Fue la suya mezcla de decires, si valiese el término para lo que deseo exponer. Hizo franja -léase territorio- en la publicidad, en la locución, en la enseñanza de la palabra hablada y con el lápiz azul en el tintero de la escritura periodística, breve tal vez pero con la palabra puesta en el punto exacto de su efervescente catadura. Si en la mercadotecnia que se dicta en las universidades, como bien ha explicado Dorín Cabrera, se hiciese la historia fiel de la comunicación publicitaria, en sus distintas formas y atributos, habría de ser materia obligada examinar la creatividad de Yaqui Núñez en el ejercicio publicitario.

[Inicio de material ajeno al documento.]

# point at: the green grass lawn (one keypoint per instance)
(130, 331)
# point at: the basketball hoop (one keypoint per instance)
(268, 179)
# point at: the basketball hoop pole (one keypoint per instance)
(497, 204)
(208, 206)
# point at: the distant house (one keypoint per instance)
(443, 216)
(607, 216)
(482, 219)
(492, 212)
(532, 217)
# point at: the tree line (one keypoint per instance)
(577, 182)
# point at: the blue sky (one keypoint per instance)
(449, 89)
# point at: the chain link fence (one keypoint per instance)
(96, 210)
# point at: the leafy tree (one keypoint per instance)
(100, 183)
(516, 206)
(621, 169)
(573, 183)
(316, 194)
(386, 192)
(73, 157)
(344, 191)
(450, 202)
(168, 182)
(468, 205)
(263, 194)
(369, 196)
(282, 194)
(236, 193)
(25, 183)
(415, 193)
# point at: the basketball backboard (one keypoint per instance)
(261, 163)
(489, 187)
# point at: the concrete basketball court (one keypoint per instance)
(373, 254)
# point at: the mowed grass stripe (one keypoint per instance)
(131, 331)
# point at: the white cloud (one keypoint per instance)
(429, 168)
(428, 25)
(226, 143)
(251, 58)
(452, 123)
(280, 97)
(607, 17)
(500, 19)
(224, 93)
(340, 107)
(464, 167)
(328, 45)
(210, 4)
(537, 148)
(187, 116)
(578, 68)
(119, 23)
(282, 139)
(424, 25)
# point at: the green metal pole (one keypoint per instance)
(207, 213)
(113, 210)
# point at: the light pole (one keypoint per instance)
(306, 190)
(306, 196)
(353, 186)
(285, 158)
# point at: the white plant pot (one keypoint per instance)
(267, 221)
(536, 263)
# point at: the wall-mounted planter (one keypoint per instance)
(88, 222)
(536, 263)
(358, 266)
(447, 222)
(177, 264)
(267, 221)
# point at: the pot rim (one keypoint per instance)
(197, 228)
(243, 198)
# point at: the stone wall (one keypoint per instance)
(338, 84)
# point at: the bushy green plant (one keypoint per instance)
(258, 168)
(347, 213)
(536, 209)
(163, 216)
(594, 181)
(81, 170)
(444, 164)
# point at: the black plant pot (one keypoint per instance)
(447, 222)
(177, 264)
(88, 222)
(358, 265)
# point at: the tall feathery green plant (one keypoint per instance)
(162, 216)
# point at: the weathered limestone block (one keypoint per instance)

Un reto de conocimiento de la idiosincrasia criolla y del accionar pleno y sostenido del lenguaje de la comunicación efectiva, que todavía hoy, a años de distancia, la memoria hace acopio de esos "palos" publicitarios grabados en el imaginario nacional.

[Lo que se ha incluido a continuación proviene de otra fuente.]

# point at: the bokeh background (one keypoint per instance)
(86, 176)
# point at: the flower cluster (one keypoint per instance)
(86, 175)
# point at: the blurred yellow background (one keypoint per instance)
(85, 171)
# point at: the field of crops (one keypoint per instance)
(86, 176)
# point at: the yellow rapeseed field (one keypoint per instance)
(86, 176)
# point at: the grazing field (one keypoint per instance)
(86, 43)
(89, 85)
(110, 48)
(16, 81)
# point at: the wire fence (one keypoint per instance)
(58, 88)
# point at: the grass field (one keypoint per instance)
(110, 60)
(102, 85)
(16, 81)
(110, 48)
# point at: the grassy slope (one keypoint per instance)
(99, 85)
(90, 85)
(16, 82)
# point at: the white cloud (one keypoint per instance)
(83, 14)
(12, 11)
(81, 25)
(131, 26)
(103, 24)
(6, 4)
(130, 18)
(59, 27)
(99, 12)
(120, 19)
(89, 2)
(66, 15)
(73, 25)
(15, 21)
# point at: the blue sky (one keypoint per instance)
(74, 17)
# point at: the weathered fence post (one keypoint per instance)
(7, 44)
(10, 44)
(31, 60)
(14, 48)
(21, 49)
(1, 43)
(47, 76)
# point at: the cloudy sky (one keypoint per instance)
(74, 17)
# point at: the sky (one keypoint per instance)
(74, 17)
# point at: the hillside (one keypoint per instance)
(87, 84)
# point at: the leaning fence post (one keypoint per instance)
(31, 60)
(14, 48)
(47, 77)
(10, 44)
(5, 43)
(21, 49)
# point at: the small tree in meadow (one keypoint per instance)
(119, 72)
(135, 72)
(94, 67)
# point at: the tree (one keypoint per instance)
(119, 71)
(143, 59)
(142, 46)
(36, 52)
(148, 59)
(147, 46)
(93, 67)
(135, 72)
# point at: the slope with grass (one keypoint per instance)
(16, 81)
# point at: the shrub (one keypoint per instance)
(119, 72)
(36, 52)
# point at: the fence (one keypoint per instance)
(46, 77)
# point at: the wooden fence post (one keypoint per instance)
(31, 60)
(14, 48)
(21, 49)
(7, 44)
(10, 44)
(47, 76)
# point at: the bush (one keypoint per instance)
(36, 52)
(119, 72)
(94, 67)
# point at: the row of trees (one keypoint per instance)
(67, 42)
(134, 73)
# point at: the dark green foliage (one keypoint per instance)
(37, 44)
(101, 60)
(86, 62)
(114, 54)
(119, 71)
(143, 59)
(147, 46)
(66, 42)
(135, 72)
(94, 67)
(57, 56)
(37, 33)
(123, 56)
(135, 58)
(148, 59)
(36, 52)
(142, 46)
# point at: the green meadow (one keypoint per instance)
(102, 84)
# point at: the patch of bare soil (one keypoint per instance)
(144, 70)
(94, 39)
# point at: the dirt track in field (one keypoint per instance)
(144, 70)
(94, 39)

La presentación televisiva fue su sello mayor. Ahí dejó una impronta que no ha sido superada. La dejó en ejercicio y máximas que se hicieron célebres. Había que escucharle. Tuvo siempre la palabra precisa a flor de labios. Y uno tuvo la impresión de que disfrutaba aquel ejercicio de atleta de la palabra. Y lo era. Se ejercitaba en el pensamiento y en el conocimiento. Esto se traduce en un solo haber: lecturas. Todas. Las del libro, las de la prensa, las de la cotidianidad, las de la vida. Sin deslindes. Todas igualmente válidas para su tránsito profesional. Lo veía uno gozarse, ufano, sanamente orgulloso, cuando finalizaba la presentación de un hecho, de una circunstancia, de una noticia, y la matizaba con una frase surgida de su cultura y transmitida con sabrosura. Era un artista. Y aquel era, por tanto, un ejercicio artístico. Quiero decir, no era ni tenía que ser un intelectual. Ese no era el oficio que ejercía. Era un artista en pleno dominio de sus condiciones intelectuales, que era otra cosa. De su saber cultural. De sus lecturas, trasladadas al don del habla prodigiosa. Lo dijo más de una vez: improvisaba las palabras, pero no el pensamiento. Se ejercitaba en el pensar, en la construcción del discurso, en reunir las ideas. Y luego le resultaba cómodo, es un decir, ensamblar las palabras. El resto es historia.
Cuando la televisión comenzó a dar tumbos, digámoslo de esa forma, y la vida enredó la época, Yaqui Núñez hizo otra tarea silente, donde también hizo franja. Adiestraba a hablar en público a mucha gente: políticos, empresarios, aspirantes a profesar la palabra hablada. Como labor privada, es difícil establecer a cuántos, y cuáles, enseñó a mejorar y dominar este talento. Otros, tal vez, desde el aula o desde la sala privada, podían hacerlo. Pero, pocos como él que sabía transmitir la técnica desde una práctica consumada en el desafío perfecto y ejemplar.
Cuatro facetas que nombro en un solo ejecutante. Ejercicios que elevaron el arte del buendecir. La singular glorificación de la palabra que Yaqui Núñez del Risco alcanzó en aquella época dorada de la televisión nacional. La vida luego le jugó una trastada infeliz. Y la palabra fue cortada, sabe Dios para cuáles objetivos por encima de nuestros limitados conocimientos vitales. Pero, el sello quedó plasmado. Y Yaqui Núñez del Risco, admirado hasta la veneración por el ejemplo de su palabra vibrante ante las cámaras, el último de una especie en extinción, ha pasado a la historia de la comunicación dominicana con ribetes de soberano. Uno mi voz y mi letra a la proclama reciente de distinguidos comunicadores a favor del necesario y obligado homenaje que merece este maestro sin par, verdadero juglar de la palabra. El máximo honor de Acroarte para Yaqui Núñez del Risco.